/eva

A screaming vocal samples dataset.

Primary LanguagePython

EVA: The Extreme Vocals Archive Dataset

This is the final project I did when I was studying the MIR course in NTHU. I decided to do make a dataset full of screaming vocals samples, because this kind of vocals is less concerned in the MIR field. The making of this dataset may be a starting point for future research.

Raw audio

I pick up 16 songs as listed below from The 'Mixing Secrets' Free Multitrack Download Library, and used audacity to slice vocal tracks into small clips, ended up with 565 of samples.

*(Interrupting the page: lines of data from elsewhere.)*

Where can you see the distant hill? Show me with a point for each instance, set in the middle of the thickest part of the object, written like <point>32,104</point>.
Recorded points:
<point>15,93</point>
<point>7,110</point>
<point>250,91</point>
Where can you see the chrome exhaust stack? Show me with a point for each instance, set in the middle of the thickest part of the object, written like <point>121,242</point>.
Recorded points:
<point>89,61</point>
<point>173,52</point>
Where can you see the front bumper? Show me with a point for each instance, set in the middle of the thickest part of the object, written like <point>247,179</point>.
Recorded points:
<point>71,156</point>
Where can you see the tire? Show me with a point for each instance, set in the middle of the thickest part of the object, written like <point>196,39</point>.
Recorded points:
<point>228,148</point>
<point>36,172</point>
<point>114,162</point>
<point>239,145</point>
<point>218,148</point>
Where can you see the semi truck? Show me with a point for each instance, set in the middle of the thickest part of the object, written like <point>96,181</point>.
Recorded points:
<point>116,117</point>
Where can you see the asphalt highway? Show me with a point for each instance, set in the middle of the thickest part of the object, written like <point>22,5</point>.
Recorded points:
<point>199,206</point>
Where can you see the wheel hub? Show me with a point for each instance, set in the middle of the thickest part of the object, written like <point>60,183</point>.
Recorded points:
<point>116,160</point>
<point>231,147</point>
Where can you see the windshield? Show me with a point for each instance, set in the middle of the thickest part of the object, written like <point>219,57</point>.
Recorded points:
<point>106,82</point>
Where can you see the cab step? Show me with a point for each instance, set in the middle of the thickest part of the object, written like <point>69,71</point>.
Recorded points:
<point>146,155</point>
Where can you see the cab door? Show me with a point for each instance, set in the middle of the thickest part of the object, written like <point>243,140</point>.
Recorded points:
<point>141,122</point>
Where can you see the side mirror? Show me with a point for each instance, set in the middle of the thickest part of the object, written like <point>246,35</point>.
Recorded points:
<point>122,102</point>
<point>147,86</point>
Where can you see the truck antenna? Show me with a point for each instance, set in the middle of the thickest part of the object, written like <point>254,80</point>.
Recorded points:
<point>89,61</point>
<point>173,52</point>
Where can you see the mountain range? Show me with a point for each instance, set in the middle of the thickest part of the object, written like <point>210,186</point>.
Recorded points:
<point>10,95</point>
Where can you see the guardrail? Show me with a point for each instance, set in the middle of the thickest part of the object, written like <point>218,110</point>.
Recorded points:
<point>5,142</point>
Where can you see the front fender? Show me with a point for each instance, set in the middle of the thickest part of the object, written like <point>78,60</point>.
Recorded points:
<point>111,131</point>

The Apprehended: 'Still Flyin'
Cnoc An Tursa: 'Bannockburn'
The Complainiacs: 'Etc'	
Dark Ride: 'Burning Bridges'
Dark Ride: 'Hammer Down'
Dark Ride: 'Piece Of Me'
Death Of A Romantic: 'The Well'
Decypher: 'Unseen'
Headwound Harry: 'XXXV'
Hollow Ground: 'Ill Fate'
Hollow Ground: 'Left Blind'
Last Legacy: 'Who's Who In Hell'
Storm Of Particles: 'Of Ice And Hopeless Fate'
Timboz: 'Pony'
Titanium: 'Haunted Age'
Wall Of Death: 'Femme'

I named each clips using initials, so the first clips from the track 43_Vox18.wav in The Apprehended - Still Flyin is named as TA_SF_43_Vox18_01.wav, etc. I can't provide the raw audio, but you can use the files in mark_time which contain the start time and end time of each clips, to manually recreate them.

Data

Code

Require pandas, sklearn, matplotlib and librosa be installed.

  1. get_features: features extraction from the audio (used to create features.csv). Most of the code are borrowed from FMA.
  2. analysis: show the melspectrogram of some samples. Require raw audio files.
  3. baseline: baseline svm model for vocal techniques recognition.

Melspectrogram of some samples

Samples distribution after dimension reduction using LDA

Environment

  • ubuntu 16.04 LTS
  • python3.5.2 (using Pycharm 2018.1.4)

I also wrote a report in chinese about the making process.